Review of $5 a Day

$5 a Day (2008)
7/10
Can't drink a Pepsi now without thinking of Christopher Walken . . .
16 September 2011
Warning: Spoilers
. . . but haven't found out where to get such a Sweet 'n Low-down deal yet, either. Not everyone who sees $5 A DAY is likely to sleep on the bare floors of foreclosed houses on their next road trip. (Would the plumbing even be hooked up?) Nor will they necessarily find room service waiters as gullible as the one featured in this movie. In real life, a person might have to live to the age of 147 or so to recoup the cost of making 365 (counting leap year: do the math) fake driver's licenses so EVERY day is a free day at restaurants offering birthday dinners gratis (where I live, you get 1% off for each year of age, meaning such notable oldsters as Ronald Reagan, Gerald Ford, and Ben Franklin ALL would have croaked before "earning" a free lunch).

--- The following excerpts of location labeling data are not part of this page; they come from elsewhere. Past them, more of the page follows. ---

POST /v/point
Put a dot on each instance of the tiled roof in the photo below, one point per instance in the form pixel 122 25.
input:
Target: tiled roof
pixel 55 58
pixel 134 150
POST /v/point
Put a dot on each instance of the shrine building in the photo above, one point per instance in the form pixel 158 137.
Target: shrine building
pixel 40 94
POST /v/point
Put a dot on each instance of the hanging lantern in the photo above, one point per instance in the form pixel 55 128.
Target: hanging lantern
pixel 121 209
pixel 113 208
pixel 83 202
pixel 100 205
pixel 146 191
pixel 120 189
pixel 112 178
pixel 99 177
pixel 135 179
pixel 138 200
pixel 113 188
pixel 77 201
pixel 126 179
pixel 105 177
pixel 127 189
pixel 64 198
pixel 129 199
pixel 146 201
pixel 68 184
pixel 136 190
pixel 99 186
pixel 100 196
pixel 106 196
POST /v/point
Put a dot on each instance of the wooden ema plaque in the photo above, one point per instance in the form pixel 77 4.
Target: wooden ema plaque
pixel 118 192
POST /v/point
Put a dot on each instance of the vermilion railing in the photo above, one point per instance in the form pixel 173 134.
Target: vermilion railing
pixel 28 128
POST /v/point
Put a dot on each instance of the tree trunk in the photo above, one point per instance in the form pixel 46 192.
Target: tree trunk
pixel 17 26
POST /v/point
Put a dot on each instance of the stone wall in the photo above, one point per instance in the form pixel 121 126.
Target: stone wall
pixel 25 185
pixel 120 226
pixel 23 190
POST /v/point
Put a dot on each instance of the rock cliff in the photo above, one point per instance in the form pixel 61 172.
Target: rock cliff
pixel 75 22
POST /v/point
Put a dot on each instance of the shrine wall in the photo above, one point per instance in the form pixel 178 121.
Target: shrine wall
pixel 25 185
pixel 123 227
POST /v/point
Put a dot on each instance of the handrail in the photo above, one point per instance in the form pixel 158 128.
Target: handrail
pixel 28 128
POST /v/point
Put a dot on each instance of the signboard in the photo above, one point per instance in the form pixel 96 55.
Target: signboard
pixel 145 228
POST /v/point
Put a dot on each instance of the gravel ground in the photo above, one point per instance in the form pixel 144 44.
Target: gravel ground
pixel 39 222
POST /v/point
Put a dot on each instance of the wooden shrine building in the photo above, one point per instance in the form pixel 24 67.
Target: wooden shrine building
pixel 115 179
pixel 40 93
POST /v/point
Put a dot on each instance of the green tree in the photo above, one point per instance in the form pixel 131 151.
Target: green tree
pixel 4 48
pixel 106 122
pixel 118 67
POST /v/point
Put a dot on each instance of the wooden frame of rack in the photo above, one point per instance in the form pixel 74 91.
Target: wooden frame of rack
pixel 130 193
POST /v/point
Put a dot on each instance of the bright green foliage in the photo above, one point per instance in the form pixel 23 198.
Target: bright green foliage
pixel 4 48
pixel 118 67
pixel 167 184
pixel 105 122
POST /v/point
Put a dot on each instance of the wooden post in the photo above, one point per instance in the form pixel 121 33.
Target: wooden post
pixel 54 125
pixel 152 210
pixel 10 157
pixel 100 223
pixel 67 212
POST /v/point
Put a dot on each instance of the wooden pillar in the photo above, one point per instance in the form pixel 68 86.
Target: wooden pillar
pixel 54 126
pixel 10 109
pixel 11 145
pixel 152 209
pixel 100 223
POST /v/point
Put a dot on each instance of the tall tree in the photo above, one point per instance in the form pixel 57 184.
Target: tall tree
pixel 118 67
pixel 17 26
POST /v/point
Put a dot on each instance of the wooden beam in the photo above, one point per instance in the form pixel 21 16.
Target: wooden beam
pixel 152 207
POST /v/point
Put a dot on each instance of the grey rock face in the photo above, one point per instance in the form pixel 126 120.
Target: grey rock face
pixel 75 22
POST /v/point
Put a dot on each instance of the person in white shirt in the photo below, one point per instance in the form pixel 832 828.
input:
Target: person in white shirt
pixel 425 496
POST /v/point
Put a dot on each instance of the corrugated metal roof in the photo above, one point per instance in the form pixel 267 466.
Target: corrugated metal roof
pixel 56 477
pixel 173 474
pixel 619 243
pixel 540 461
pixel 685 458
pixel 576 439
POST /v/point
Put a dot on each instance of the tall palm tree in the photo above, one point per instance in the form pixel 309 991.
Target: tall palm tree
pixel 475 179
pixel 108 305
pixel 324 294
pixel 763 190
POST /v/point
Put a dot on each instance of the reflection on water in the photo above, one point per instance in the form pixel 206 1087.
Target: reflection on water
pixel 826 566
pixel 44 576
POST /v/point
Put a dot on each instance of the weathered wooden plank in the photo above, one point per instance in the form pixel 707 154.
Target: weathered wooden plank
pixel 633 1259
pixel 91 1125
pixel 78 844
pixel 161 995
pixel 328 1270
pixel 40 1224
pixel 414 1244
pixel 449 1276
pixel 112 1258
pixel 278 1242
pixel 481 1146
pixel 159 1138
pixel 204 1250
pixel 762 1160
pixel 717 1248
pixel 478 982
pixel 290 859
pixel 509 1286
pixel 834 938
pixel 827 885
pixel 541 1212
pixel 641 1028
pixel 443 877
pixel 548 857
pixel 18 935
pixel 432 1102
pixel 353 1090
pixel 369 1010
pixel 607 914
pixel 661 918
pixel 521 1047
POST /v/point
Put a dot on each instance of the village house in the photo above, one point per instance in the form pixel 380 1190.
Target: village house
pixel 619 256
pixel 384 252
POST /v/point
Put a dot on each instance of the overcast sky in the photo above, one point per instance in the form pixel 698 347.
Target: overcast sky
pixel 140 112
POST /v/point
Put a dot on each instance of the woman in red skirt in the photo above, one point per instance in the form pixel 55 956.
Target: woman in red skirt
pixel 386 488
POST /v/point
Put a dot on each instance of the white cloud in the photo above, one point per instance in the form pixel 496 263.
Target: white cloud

However, Walken's final destination, as a member of the so-called "Pepsi Generation," will have few thinking "things go better with Coke." Now, if I can just settle on WHICH sponsor to seek for an ad-mobile with 1,000-miles-a-month worth of free gas, I can get on with my own product placement project in real life. Since pink is not my color, I won't be applying to S & L, as Christopher does in his $5 starring vehicle. A nice black SUV from Switzer's licorice could provide enough room for BOTH free samples and my travel gear . . . BUT a classy yellow Butterfingers-mobile would not be too shabby for when the munchies strike, either.